In any event, even if the Shareholder Agreement had not been negotiated in New York, defendants do not dispute that plaintiff alleges that the other two contracts were negotiated and executed here. As discussed below, those contracts (in conjunction with the Shareholder Agreement) comprise a broader transaction of business in New York from which plaintiff's causes of action arise for the purposes of personal jurisdiction. Moreover, “the statutory test may be satisfied by a showing of other purposeful acts performed by [defendants] in this State in relation to the contract, albeit preliminary or subsequent to its execution” ( Longines–Wittnauer Watch Co. v. Barnes & Reinecke, 15 N.Y.2d 443, 457, 261 N.Y.S.2d 8, 209 N.E.2d 68 [1965], cert. denied 382 U.S. 905, 86 S.Ct. 241, 15 L.Ed.2d 158 [1965]; see also George Reiner & Co., 41 N.Y.2d at 651, 394 N.Y.S.2d 844, 363 N.E.2d 551 [discussing Longines ] ). Defendants entered New York to negotiate and execute contracts with New York entities and others for the purpose of establishing a large investment plan. The transaction laid the foundation for a continuing relationship between the parties, including Citibank in New York, which lasted for nearly a decade ( see George Reiner & Co., 41 N.Y.2d at 653, 394 N.Y.S.2d 844, 363 N.E.2d 551).

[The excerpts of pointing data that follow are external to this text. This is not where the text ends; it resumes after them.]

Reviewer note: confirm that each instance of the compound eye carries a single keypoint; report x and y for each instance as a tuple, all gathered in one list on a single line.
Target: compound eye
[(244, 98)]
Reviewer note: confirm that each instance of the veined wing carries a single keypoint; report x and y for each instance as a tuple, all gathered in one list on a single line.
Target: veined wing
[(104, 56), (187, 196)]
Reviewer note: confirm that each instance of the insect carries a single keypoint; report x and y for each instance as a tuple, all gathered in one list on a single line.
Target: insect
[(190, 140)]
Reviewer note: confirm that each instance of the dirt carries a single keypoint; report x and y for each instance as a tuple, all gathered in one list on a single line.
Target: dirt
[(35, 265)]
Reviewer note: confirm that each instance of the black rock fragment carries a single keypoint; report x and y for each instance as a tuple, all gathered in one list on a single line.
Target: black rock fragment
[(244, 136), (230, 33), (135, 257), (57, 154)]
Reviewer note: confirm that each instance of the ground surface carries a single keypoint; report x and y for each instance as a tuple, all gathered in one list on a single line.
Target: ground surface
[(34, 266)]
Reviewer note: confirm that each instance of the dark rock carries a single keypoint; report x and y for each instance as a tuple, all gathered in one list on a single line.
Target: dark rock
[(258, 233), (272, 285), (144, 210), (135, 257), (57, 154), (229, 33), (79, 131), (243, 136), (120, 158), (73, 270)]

In sum, defendants purposefully availed themselves of New York law by engaging in those negotiations, being physically present in New York at the time the contract was made,

Plaintiff alleges that, between 1997 and 2008, the parties engaged in daily or weekly phone calls and physical meetings while implementing the investment plan in Brazil, part of which related to the Shareholder Agreement, as discussed below, and while brokering the 2008 settlement.

and thereby establishing a continuing relationship between the parties ( see id.).

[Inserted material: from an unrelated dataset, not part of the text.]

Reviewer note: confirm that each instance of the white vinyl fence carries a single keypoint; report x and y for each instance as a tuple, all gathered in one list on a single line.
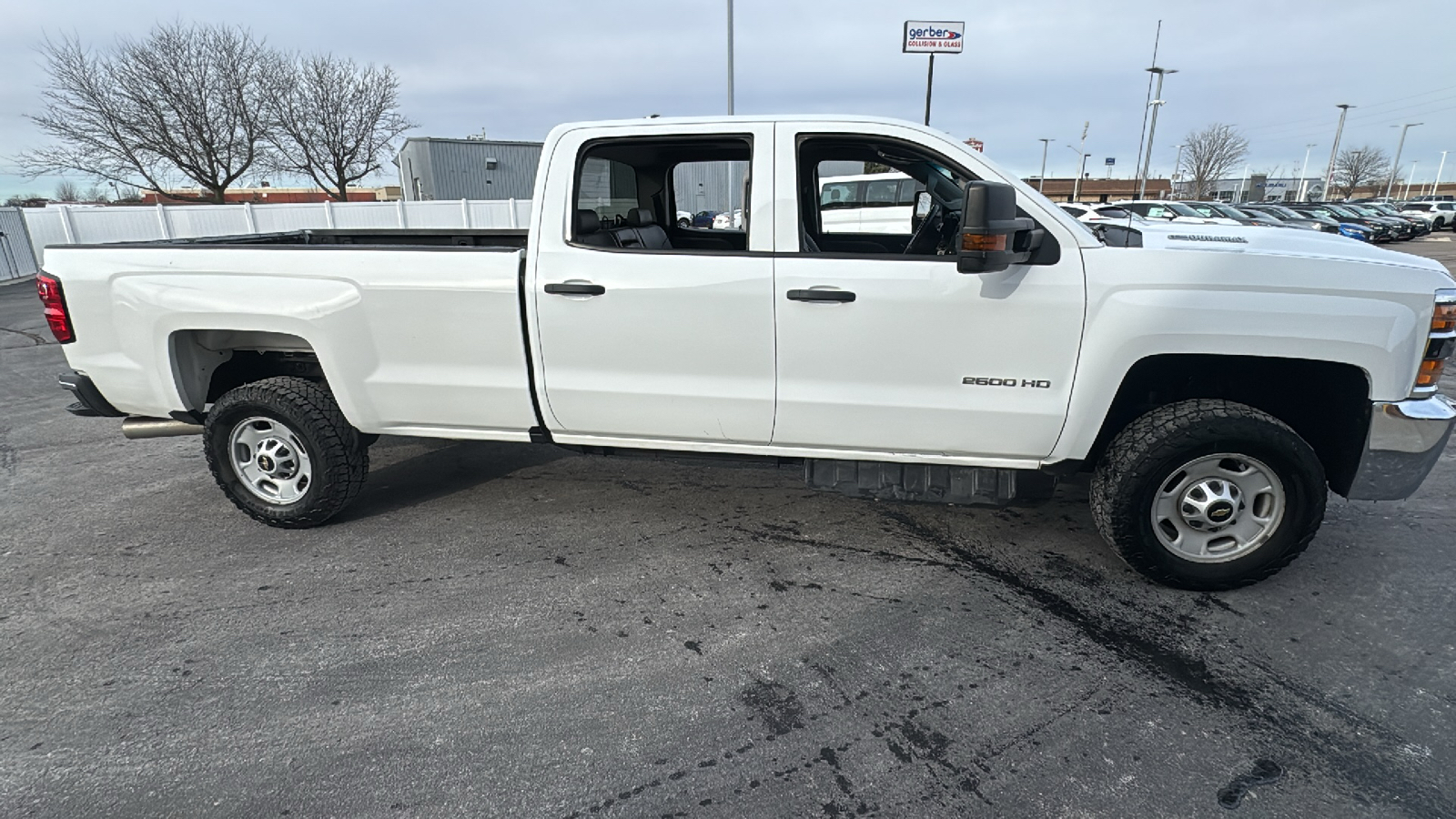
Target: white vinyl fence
[(89, 225)]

It is of no consequence that defendants may have been physically absent from New York during the contract negotiations, because they were physically present during the contract signing, and, in any event, the Court of Appeals has “recognized CPLR 302(a)(1) long-arm jurisdiction over commercial actors and investors using electronic and telephonic means to project themselves into New York to conduct business transactions” ( Deutsche Bank Sec., Inc., 7 N.Y.3d at 71, 818 N.Y.S.2d 164, 850 N.E.2d 1140).

Therefore, based on the totality of the circumstances and viewing the transaction as a whole, the Opportunity defendants can be said to have transacted business in New York ( see Scheuer v. Schwartz, 42 A.D.3d 314, 316, 839 N.Y.S.2d 485 [1st Dept.2007]; see also Hi Fashion Wigs v. Hammond Adv., 32 N.Y.2d 583, 587, 347 N.Y.S.2d 47, 300 N.E.2d 421 [1973] ).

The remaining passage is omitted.